Ayer volví a hacer la compra, como he ido haciendo una vez por semana desde el real decreto y si en mi toma de alternativa hace ya veinte días hice el paseíllo desmonterado, como marcan los cánones, y con ganas de agradar al respetable, saludando desde el centro de la plaza y cargando la suerte, lo de ayer fue una faena de aliño, trasteo y bajonazo para estar de vuelta en casa lo antes posible. He llegado a pensar que pesa en el ánimo no ya solo el encierro, sino el chorreo diario de estadísticas de la que saco conclusiones tan urgentes como qué puta pena o qué manera de acostumbrarnos a un número de muertes diarias que ha bordeado el millar en los momentos peores. Pero tampoco puedo evitar que aflore el instinto de supervivencia. «Si me he librado hasta ahora, tengo que evitar contagiarme cuando ya la cosa va amainando, ser el último de la fila no se lo deseo ni a Quimi Portet».

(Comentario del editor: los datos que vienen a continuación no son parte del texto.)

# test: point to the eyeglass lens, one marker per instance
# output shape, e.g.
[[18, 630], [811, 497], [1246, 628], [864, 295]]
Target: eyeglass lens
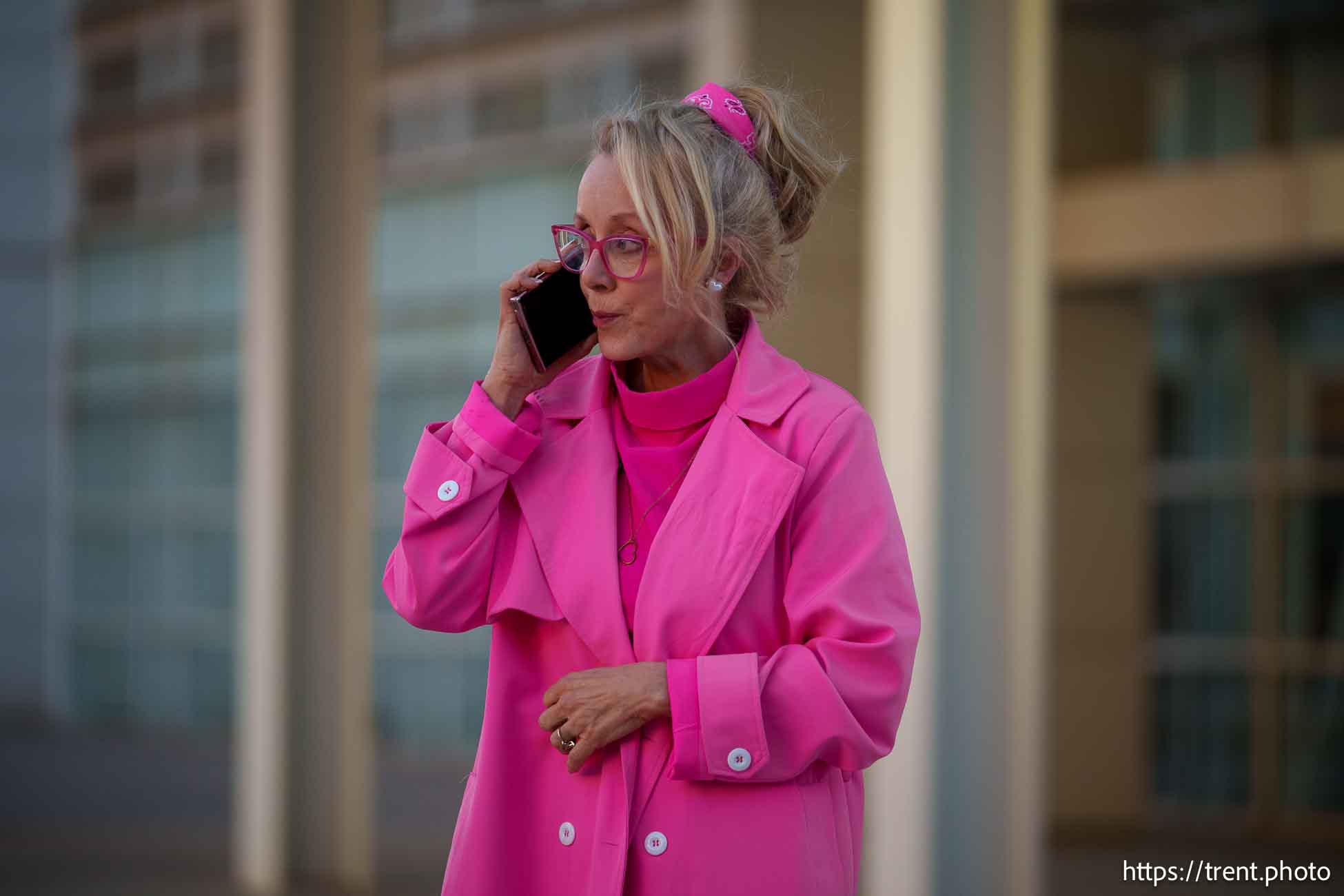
[[622, 256]]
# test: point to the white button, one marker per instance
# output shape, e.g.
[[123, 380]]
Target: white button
[[655, 843]]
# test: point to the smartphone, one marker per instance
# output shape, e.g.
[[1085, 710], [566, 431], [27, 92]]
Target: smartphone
[[554, 317]]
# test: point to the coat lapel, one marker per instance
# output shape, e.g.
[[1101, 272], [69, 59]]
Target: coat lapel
[[704, 553], [567, 495], [709, 546], [717, 528]]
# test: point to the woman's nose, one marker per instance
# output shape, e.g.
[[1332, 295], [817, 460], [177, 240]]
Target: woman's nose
[[594, 274]]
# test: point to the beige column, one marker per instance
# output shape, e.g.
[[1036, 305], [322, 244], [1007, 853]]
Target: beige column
[[956, 362], [304, 749], [901, 382]]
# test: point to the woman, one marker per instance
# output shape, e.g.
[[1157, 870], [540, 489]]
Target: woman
[[687, 715]]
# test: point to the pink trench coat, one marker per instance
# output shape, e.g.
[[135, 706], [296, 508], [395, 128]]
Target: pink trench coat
[[781, 567]]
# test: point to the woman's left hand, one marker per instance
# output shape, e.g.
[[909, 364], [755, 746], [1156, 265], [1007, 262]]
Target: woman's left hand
[[595, 707]]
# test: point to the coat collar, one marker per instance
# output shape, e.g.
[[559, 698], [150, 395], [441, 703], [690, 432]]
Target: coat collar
[[725, 516], [765, 383]]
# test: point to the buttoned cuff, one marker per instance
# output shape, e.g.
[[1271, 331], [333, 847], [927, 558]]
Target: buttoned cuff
[[488, 431], [683, 695], [731, 726]]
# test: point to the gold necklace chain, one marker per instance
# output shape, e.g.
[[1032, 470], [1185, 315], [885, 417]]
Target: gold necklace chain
[[629, 493]]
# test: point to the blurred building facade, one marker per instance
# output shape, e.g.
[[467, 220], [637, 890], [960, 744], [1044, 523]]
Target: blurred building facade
[[1194, 658], [1198, 564]]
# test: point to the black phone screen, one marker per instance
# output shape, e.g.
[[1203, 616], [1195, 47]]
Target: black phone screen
[[557, 315]]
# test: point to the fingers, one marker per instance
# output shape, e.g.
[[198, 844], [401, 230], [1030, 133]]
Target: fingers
[[551, 719], [527, 277], [582, 750]]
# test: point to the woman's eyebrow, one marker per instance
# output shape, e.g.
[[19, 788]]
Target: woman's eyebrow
[[618, 216]]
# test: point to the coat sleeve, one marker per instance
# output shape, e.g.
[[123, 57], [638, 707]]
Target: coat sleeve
[[440, 573], [836, 692]]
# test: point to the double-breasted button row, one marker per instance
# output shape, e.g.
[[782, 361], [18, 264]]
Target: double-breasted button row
[[655, 844]]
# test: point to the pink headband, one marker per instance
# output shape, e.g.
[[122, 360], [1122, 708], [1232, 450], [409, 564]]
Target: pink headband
[[726, 110]]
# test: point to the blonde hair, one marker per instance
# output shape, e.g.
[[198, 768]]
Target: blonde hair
[[690, 181]]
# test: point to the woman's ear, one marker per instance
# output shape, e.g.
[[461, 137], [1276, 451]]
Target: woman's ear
[[729, 263]]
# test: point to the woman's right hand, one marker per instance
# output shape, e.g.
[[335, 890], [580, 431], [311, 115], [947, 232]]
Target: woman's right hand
[[512, 376]]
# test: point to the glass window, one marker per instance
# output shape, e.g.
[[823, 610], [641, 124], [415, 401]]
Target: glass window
[[1314, 742], [1202, 739], [1248, 535]]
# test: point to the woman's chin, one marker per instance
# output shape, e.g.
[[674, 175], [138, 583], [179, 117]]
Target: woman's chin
[[613, 347]]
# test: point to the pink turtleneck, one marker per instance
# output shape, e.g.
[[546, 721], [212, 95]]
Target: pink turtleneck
[[656, 436]]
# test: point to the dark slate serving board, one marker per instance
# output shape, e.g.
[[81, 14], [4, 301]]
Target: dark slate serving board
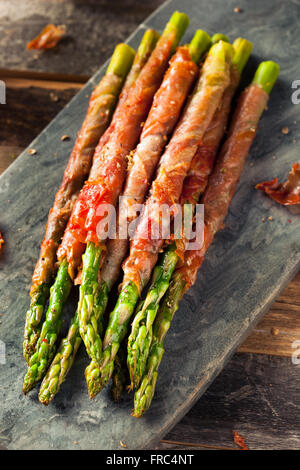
[[247, 266]]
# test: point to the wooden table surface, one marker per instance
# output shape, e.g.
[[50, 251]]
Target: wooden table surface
[[257, 394]]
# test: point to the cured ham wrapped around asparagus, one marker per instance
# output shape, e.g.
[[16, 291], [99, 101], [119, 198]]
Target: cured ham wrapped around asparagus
[[194, 185], [101, 105], [166, 189], [108, 176], [220, 190], [103, 187]]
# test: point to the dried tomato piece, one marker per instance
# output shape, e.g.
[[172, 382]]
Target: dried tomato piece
[[239, 440], [287, 193], [48, 38]]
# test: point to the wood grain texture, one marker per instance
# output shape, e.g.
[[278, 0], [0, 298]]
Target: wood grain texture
[[93, 30], [256, 395]]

Diario de un confinamiento
Y para cumplir ese objetivo, como para tantas cosas, como en casa en ningún sitio. ¡Viva el confinamiento! y eso que este fin de semana me vuelve a tocar guardia y prefiero hacerla en el periódico, pero comparo mi suerte en este caso con la del personal de mi súper, el de siempre, y con la del resto de empleados de los otros, así como con la de tenderas y tenderos de establecimientos de productos de primera necesidad -¡así como los quiosqueros!- y no hay color, soy un afortunado. En el periódico, este sábado y domingo a lo sumo nos juntaremos media docena de personas, el resto seguirá haciéndolo, tan bien como hasta ahora, desde casa. A nosotros no viene a vernos el cliente. A las tiendas y a los súper cada uno de los que va a comprar es, según la terminología de doña Concha, «de su madre y de su padre».
Eso sí, en mi ritmo alto camino hacia la calle Constitución y de vuelta a Regalado, he percibido el palmario incremento de viandantes enmascarillados y como yo soy muy pavo para eso del donde fueres haz lo que vieres, me he sentido desnudo, como en ese sueño que todos hemos tenido alguna vez y los más inseguros habrán repetido como las natillas, en el que no te das cuenta de que has salido a la calle en perendengues.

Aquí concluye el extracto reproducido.